Last Saturday I volunteered for the Perth International Arts Festival again, this time at the new (well, new to me seeing as it had only just opened when I left Perth four years ago) State Theatre. I encouraged children and their parents to colour in flying machines and then have them projected onto a large digital installation. It was fantastic fun – watching children gain so much joy from seeing their artworks turned into magical moving images on a large screen was very pleasing.

PIAF

My art work zooming around on the screen.

Now I must dash and go to bed. I have taken to waking up at 5.50am to go for a run and/or head to the beach for a swim before getting ready for work. Ridiculous, yes. Enjoyable, also yes. A day without pre-breakfast exercise isn’t a day that you want to meet me. They say exercise gives you endorphins – I think it just sweats out my grumpiness.

Sun vs Snow

March 2nd, 2015

Apparently it is cold and snowing/sleeting in Manchester. It isn’t here.

Blue skies in Perth

So sunny. So blue.

Yet Another Half Marathon

February 24th, 2015

Call me stupid, but I felt 2015 was lacking a physically painful experience and so this morning I signed up for a half-marathon. I really enjoy the idea of half-marathons – not too long that you die, but long enough that it hurts to sit down the next day. I saw an advertisement for the HBF Run for a Reason event in May and got a tad excited. An organised run with water stations, cheering onlookers and a real finish line? Yes, please!

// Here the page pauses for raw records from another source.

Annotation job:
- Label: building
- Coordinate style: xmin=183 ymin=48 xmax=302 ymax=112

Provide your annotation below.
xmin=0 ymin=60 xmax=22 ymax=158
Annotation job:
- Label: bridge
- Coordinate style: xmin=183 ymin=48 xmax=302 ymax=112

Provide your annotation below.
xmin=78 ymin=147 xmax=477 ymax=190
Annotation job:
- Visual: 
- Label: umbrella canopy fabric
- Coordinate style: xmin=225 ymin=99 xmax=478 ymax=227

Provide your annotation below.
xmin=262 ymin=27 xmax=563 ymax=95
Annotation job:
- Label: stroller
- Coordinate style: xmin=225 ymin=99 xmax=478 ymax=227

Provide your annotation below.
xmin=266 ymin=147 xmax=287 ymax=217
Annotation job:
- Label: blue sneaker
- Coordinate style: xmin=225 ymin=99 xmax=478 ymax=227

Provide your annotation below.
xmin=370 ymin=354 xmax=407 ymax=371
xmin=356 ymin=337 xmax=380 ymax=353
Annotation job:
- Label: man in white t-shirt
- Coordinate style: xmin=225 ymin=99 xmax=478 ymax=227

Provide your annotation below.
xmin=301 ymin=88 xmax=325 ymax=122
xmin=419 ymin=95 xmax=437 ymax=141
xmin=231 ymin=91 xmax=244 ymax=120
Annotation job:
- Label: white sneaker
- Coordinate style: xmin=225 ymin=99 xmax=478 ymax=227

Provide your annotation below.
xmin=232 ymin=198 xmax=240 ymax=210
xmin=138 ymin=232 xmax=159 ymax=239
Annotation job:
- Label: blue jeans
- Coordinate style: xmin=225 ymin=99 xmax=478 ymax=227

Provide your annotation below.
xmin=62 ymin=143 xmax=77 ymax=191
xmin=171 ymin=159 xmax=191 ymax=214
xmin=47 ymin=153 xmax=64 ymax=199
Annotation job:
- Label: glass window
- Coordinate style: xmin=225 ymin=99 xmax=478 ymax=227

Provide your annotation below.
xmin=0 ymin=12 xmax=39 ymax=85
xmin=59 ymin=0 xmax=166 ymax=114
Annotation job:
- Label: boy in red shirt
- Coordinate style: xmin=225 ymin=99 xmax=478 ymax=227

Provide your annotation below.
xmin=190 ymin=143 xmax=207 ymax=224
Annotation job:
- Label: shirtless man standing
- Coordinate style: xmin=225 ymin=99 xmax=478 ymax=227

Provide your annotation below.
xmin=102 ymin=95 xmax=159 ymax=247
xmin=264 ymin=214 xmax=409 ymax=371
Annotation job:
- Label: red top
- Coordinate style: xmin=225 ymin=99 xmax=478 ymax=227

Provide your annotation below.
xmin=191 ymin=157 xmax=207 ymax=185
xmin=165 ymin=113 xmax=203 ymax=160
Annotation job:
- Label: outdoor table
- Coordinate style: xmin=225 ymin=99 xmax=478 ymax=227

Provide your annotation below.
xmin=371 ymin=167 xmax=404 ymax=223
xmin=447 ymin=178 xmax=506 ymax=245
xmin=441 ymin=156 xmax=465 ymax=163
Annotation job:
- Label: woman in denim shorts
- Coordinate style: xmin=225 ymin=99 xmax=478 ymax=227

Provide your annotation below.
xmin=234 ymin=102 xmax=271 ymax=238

I don’t normally attempt to raise money when I do these races as it adds extra pressure to me completing the race and who really wants to pay to watch me suffer? But this time I have decided that I may as well see if people would like to donate money for Arthritis WA. Many of my family members, particularly my Grandma, are riddled with this painful condition and I will inevitably be next. So, raising money so that smart people can find a cure seems like a good idea.

If you’re feeling generous or would just really like to pay money to see me turn into a beetroot with sore legs, please donate via my ‘Everyday Hero‘ page. I definitely don’t think running 21 kilometres is heroic but it’s better than doing nothing, I guess.